NDeanon_AI_Homework_07 - TheEvergreenStateCollege/upper-division-cs-23-24 GitHub Wiki

Question 0: Which of the following vectors is a one-hot encoding? How would you describe a one-hot encoding in English?

A: The bit that is hot, so on the right side of the top row.

Question 1. What is an (x,y) training example (in English)?

A: the X is the input and the Y is the output.

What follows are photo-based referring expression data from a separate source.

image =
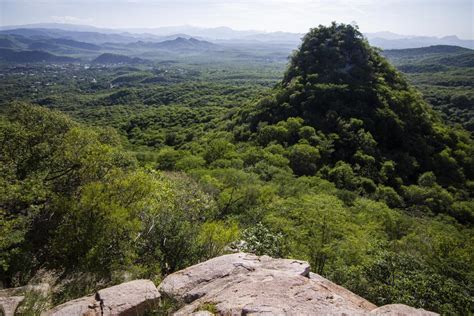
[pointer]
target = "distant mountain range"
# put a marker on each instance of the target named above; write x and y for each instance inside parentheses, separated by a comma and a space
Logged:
(12, 56)
(95, 35)
(70, 43)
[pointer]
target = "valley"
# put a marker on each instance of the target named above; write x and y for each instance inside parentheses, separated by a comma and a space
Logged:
(137, 156)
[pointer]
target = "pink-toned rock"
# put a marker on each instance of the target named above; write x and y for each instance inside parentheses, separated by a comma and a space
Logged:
(243, 284)
(182, 283)
(84, 306)
(401, 310)
(8, 305)
(130, 298)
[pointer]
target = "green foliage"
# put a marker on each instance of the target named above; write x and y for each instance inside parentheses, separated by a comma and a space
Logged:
(260, 240)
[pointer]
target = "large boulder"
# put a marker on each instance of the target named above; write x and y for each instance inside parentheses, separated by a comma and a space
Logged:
(84, 306)
(244, 284)
(11, 298)
(9, 304)
(130, 298)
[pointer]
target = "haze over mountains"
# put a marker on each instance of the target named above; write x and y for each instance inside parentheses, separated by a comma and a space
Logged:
(91, 34)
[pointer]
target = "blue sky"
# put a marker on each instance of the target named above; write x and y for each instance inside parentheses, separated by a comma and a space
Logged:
(410, 17)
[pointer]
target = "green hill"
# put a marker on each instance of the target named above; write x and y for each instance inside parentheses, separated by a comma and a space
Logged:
(361, 111)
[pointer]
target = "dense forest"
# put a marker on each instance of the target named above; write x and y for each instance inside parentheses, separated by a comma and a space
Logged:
(110, 173)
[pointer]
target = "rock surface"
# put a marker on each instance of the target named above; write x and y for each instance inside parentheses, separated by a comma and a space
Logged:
(244, 284)
(8, 305)
(400, 310)
(235, 284)
(130, 298)
(11, 298)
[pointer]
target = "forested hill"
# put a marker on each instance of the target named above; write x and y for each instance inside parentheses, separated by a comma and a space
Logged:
(346, 95)
(341, 164)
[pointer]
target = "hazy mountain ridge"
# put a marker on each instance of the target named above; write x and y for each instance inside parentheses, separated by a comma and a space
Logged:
(385, 40)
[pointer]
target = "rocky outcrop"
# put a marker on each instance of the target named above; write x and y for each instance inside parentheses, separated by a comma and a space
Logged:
(400, 310)
(11, 298)
(235, 284)
(245, 284)
(130, 298)
(9, 304)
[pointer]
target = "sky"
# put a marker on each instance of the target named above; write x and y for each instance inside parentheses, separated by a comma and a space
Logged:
(408, 17)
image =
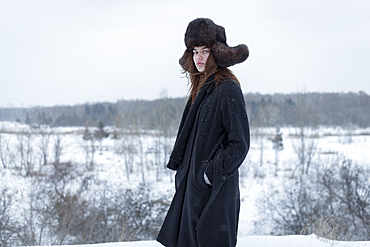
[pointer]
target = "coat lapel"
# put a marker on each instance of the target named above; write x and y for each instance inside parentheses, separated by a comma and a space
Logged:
(186, 125)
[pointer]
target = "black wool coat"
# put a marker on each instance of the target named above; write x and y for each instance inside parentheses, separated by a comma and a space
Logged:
(213, 138)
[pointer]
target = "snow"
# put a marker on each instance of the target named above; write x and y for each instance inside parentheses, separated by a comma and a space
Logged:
(255, 241)
(109, 167)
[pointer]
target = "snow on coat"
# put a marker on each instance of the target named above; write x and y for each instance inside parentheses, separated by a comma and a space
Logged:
(216, 133)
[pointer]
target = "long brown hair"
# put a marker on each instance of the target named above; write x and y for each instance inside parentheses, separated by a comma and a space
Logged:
(198, 79)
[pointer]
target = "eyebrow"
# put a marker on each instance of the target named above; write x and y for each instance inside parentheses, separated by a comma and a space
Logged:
(202, 49)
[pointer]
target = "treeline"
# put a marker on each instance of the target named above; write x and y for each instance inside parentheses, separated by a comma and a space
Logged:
(339, 109)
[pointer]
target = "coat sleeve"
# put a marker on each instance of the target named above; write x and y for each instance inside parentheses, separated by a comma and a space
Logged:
(235, 121)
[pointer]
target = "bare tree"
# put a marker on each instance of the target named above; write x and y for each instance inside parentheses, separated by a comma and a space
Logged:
(277, 146)
(44, 145)
(127, 149)
(58, 147)
(25, 151)
(4, 147)
(306, 145)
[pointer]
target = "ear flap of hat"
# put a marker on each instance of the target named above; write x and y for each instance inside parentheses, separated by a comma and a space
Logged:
(228, 56)
(185, 58)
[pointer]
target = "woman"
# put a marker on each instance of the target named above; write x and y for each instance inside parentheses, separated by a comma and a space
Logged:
(211, 144)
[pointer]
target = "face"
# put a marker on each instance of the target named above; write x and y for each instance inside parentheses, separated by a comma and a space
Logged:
(200, 56)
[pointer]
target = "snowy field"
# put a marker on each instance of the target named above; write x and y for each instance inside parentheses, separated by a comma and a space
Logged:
(255, 241)
(256, 174)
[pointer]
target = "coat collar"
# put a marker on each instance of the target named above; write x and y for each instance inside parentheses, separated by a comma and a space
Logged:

Question 2. We call large texts for training a GPT "self-labeling" because we can sample from the text in a sliding window (or batches of words).

Match the following terms (A,B,C) with its definition below (1,2,3):

A. max_length in = ii

B. stride = i

C. batch size =iii

i. the number of token IDs to "slide" forward from one (x,y) training example to the next (x,y) training example

ii. chunk size, or number of token IDs to group together into one x or y of a training example (x,y)

iii. the number of (x,y) training examples returned in each call to next of our dataloader's iterator.

Question 3. Because embedding is stored as a matrix, and we studied how neural network weights can also be stored in a matrix, we can view the operation of transforming an input vector into an embedding as a two-layer neural network.

The embedding matrix should map each word in the vocabulary to a vector in the out put space, which means the matrix will be 7 rows and 128 columns so the shape should be (7,128) I believe.